Tax-disc-275x206

While getting of the tax disc has grabbed all the attention, van users should look a little deeper into the Autumn Statement

AMONG the good and bad news in the Chancellor’s Autumn Budget was buried a nugget which most people seem to have missed – benefit in kind and the fuel benefit charge on van drivers will be increasing next year.

Company van tax on van drivers has been rather a grey area since it was changed in 2005. In the old days drivers had to pay tax if vans were taken home at night, but at present most drivers don’t pay it as they are now allowed to take their vans home and use them occasionally to pop down to the shops without coughing up.

But those who can use their vehicles at weekends, holidays etc have a £3000 Benefit in Kind (BIK) charge loaded on to their tax bills, which means 20% taxpayers have to pay £600 a year in company van tax. If free fuel is included, another £564 in BIK is added, which increases the tax bill by £112.

From next year Chancellor George Osborne has decided that the BIK rate will rise to £3090 and the fuel charge to £581, which means drivers will pay £618 and £116 respectively. So it’s not forgotten sadly…

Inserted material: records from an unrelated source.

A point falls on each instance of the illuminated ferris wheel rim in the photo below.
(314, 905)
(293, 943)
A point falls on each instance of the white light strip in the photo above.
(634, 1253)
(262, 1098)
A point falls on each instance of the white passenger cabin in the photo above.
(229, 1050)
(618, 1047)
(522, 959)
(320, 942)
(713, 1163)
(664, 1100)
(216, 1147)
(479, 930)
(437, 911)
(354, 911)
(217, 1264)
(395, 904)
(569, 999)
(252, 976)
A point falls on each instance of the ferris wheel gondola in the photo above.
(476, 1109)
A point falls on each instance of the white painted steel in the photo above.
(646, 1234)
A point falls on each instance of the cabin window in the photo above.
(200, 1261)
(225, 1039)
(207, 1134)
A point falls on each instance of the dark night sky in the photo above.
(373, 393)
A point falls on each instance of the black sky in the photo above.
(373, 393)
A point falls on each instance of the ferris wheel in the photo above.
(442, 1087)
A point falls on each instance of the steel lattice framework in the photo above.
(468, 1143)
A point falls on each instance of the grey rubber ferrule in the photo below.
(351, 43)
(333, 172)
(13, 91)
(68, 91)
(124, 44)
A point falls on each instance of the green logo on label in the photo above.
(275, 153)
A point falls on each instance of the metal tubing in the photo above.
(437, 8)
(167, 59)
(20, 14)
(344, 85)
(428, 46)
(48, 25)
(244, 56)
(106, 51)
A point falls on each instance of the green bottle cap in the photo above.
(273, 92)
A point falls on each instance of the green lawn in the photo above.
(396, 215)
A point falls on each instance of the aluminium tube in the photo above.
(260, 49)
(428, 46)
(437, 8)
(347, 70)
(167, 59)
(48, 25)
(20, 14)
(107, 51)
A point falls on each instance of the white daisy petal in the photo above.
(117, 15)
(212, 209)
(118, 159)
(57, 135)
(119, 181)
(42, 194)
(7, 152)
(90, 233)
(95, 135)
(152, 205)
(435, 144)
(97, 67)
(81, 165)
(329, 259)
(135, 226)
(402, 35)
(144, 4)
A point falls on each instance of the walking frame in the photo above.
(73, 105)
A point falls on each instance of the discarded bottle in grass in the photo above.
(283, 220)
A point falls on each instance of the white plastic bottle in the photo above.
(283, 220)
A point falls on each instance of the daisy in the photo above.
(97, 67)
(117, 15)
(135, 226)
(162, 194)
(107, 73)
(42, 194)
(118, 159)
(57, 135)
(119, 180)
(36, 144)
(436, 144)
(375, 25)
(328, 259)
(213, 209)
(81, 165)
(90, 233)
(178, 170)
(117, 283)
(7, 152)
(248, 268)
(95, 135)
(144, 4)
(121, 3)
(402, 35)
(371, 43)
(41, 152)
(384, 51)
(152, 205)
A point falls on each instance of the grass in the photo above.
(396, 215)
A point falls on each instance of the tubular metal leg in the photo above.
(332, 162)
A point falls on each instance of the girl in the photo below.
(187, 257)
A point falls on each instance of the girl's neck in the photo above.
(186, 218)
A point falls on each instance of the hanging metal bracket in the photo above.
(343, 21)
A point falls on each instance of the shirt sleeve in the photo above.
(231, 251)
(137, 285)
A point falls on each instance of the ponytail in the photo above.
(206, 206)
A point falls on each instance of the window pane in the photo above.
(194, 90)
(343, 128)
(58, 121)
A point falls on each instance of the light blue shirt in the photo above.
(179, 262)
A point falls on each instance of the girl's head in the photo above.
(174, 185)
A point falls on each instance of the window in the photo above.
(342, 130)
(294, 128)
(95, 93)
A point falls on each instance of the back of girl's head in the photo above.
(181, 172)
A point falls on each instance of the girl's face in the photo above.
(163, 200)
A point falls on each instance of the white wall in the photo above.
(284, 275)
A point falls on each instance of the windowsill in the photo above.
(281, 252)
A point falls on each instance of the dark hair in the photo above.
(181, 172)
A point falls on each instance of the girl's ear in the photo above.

Other relevant news from the statement:

 

VED

From October 2014 van operators will no longer have to show a tax disc as they are being scrapped. The Government says that from that date the paper tax displayed in the windscreen of a vehicle will no longer be issued.

Sadly it’s not the end of VED though.

Abolition of the tax disc has been made possible because of the increasing use of an electronic register of cars, vans and lorries linked to number plate recognition equipment to identify tax dodgers.

The move is aimed at reducing the administration burden and costs by about £7 million. The disc was described in the Autumn Statement as an “administrative inconvenience for millions of motorists”.

 

Fuel duty

The Chancellor has cancelled next year’s planned 1.6p a litre rise in fuel duty which ensures the tax will be frozen for the remainder of the current Parliament.

It is the latest planned fuel duty increase proposed and then axed by the Government and means that duty will have been frozen for almost four-and-a-half years, the longest freeze for more than 20 years.

Fuel duty in real terms is forecast to fall over the course of the current Parliament by 14%. Had the Government implemented pre-2010 plans for the fuel duty escalator, rates would have increased by 7%, it says.